Kontrkandydaci do fotela senatora Illinois – Mark Kirk i Tammy Duckworth chętnie podkreślają podczas kampanii swoje militarne doświadczenia. W wywiadach wielokrotnie opowiadali, że w czasie ataku na World Trade Center przebywali w strategicznie ważnych miejscach. Tymczasem okazuje się, że mijają się z prawdą.
Republikański senator Mark Kirk twierdzi, że 11 września, w momencie uderzenia drugiego samolotu w wieżę World Trade Center był na spotkaniu, które odbywało się w Pentagonie z ówczesnym sekretarzem obrony Donaldem Rumsfeldem. Takie spotkanie rzeczywiście miało miejsce, ale wersja senatora jest tylko częściowo prawdziwa. Donald Rumsfeld otrzymał bowiem informację o drugim uderzeniu samolotu na innym spotkaniu, w którym udział wzięli rządowi eksperci od obronności, ale nie było na nim senatora Kirka.

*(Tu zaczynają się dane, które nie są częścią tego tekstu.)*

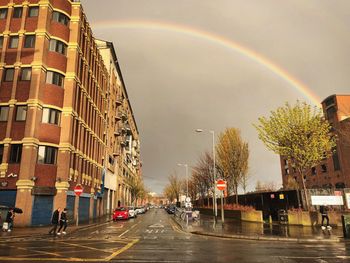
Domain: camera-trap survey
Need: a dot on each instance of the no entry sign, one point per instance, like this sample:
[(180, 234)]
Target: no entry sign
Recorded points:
[(78, 190), (221, 184)]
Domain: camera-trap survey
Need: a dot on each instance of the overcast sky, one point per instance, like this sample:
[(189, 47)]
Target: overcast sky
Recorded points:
[(179, 82)]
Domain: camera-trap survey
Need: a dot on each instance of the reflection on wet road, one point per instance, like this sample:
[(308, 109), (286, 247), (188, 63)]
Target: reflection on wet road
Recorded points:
[(155, 237)]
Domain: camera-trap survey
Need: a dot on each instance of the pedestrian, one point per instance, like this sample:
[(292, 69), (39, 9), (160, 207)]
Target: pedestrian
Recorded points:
[(55, 220), (63, 222), (324, 213), (9, 219)]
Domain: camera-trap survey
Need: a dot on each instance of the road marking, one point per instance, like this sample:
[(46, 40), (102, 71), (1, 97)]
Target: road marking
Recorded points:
[(122, 234), (121, 250)]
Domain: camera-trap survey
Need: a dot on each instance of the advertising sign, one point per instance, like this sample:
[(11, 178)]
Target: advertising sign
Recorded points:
[(327, 200)]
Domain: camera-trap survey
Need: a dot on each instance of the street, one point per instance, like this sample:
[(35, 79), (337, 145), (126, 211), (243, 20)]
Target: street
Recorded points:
[(155, 237)]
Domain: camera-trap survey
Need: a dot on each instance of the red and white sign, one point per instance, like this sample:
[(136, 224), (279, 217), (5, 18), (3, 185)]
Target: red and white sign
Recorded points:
[(221, 184), (78, 190)]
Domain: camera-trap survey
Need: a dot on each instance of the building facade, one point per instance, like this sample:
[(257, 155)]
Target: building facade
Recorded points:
[(56, 97), (333, 172)]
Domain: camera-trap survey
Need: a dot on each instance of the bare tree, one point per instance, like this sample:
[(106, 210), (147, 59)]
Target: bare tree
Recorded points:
[(233, 155)]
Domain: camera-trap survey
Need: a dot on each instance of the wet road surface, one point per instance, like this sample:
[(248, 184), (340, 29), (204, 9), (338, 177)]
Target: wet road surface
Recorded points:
[(155, 237)]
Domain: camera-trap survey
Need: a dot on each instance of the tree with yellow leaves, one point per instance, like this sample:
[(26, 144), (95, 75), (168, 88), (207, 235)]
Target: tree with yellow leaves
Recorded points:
[(300, 134)]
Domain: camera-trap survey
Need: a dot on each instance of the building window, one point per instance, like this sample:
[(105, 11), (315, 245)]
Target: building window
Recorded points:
[(1, 152), (13, 42), (58, 46), (3, 13), (33, 11), (9, 73), (15, 153), (17, 12), (21, 113), (54, 78), (29, 41), (336, 162), (26, 73), (313, 171), (51, 116), (47, 155), (60, 18), (4, 112)]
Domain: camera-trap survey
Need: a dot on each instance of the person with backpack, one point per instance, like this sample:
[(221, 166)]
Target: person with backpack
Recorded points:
[(324, 214), (63, 222)]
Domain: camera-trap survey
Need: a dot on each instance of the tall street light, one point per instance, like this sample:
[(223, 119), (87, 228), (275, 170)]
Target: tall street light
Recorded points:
[(186, 166), (214, 172)]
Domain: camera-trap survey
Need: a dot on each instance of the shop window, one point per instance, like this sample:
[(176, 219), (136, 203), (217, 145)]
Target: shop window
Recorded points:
[(47, 155), (21, 113), (15, 153)]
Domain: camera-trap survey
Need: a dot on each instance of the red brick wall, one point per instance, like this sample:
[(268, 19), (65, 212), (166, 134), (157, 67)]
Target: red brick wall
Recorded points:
[(22, 91), (57, 61), (52, 94), (46, 174), (49, 133)]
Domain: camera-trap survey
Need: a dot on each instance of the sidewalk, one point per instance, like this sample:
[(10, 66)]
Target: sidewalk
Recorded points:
[(23, 232), (257, 231)]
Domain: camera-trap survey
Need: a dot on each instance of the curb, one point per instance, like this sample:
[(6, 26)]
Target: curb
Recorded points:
[(264, 238), (74, 230), (260, 238)]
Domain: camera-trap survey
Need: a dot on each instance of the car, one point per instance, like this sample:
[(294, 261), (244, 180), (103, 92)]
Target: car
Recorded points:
[(121, 213), (140, 210), (132, 212)]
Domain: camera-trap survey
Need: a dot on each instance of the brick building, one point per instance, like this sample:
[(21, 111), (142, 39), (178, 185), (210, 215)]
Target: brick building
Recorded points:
[(54, 111), (333, 172)]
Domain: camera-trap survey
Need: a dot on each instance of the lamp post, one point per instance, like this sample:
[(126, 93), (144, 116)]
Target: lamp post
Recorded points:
[(214, 172)]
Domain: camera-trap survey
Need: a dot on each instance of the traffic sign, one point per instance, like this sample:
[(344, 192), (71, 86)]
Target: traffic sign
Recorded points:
[(78, 190), (221, 184)]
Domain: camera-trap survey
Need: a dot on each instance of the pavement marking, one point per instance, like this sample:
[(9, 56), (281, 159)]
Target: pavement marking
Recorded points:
[(60, 257), (122, 234), (128, 246)]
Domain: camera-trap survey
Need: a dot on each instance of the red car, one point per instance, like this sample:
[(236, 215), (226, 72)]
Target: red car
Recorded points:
[(121, 213)]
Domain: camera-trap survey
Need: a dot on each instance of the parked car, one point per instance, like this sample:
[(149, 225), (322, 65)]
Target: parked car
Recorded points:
[(132, 212), (121, 213), (140, 210)]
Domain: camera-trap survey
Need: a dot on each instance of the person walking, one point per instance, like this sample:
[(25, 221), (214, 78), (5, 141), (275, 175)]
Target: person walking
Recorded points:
[(55, 220), (63, 222), (324, 213), (9, 219)]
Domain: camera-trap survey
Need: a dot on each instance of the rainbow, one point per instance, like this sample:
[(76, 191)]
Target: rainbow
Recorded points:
[(216, 39)]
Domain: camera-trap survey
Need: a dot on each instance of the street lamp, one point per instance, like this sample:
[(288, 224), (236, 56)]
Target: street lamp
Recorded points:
[(186, 166), (214, 172)]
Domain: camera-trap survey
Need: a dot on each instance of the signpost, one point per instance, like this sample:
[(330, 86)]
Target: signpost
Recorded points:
[(78, 190), (221, 186)]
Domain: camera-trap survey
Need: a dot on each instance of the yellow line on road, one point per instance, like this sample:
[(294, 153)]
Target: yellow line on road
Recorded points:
[(121, 250)]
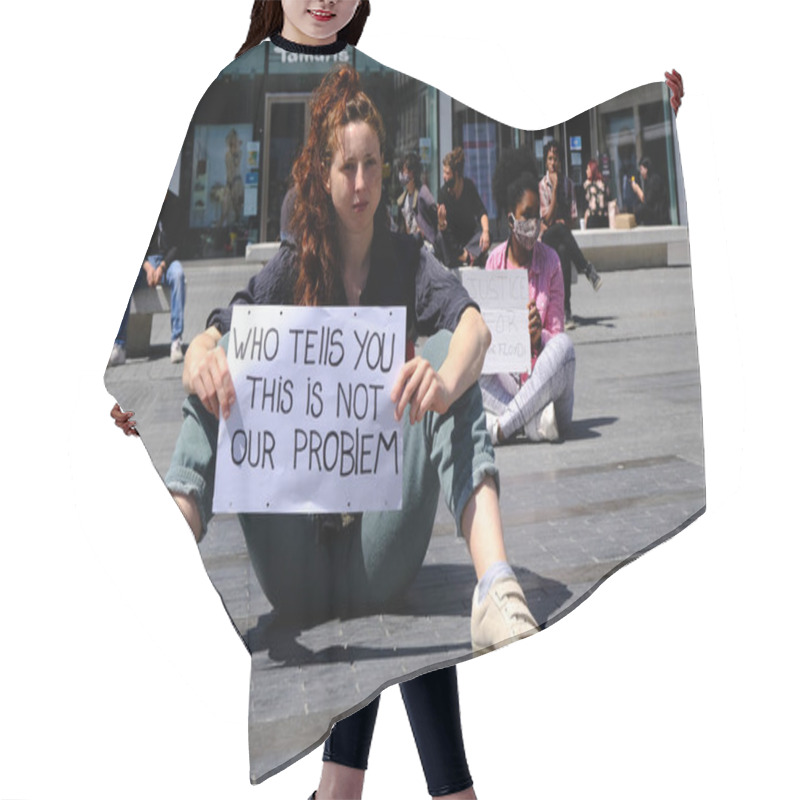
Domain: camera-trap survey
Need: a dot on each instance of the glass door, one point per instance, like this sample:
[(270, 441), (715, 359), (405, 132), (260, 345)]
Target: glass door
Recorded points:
[(287, 118)]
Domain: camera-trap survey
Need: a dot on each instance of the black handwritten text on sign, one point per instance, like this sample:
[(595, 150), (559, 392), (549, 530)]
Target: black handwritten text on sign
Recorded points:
[(312, 428)]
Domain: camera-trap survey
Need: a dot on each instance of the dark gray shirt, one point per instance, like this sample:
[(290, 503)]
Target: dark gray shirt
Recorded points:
[(401, 274)]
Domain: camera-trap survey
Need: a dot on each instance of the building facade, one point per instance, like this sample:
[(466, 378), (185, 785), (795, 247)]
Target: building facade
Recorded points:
[(235, 164)]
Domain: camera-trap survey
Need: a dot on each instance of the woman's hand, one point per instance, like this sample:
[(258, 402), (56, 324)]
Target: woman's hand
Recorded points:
[(419, 385), (534, 328), (124, 420), (207, 375)]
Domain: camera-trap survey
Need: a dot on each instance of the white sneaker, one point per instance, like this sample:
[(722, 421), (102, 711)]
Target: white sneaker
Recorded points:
[(502, 616), (594, 278), (544, 426), (118, 356), (491, 426), (176, 351)]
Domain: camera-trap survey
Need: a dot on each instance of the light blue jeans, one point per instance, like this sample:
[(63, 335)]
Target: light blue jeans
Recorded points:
[(176, 281), (311, 571), (552, 381)]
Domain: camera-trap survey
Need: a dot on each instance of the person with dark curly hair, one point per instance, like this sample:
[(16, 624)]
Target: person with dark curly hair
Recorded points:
[(463, 221), (558, 210), (417, 210)]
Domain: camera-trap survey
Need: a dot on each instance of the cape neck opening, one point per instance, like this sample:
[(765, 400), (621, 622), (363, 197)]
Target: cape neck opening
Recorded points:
[(309, 49)]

Ubarwioną wersję wydarzeń podaje też demokratyczna rywalka Kirka – Tammy Duckworth. Zdaniem Duckworth, koordynowała ona działania chicagowskiej eskadry śmigłowców bojowych na lotnisku Midway. Demokratka wielokrotnie podkreślała, że jako kobieta pilot była tego dnia gotowa bronić Chicago za sterami śmigłowca Black Hawk. W rzeczywistości 11 września 2001 r. była na wakacjach w Szkocji. W zeszłym tygodniu Duckworth sprostowała swoje stanowisko, mówiąc że rzeczywiście przebywała wtedy poza granicami kraju, ale dowodziła oddziałem przez telefon.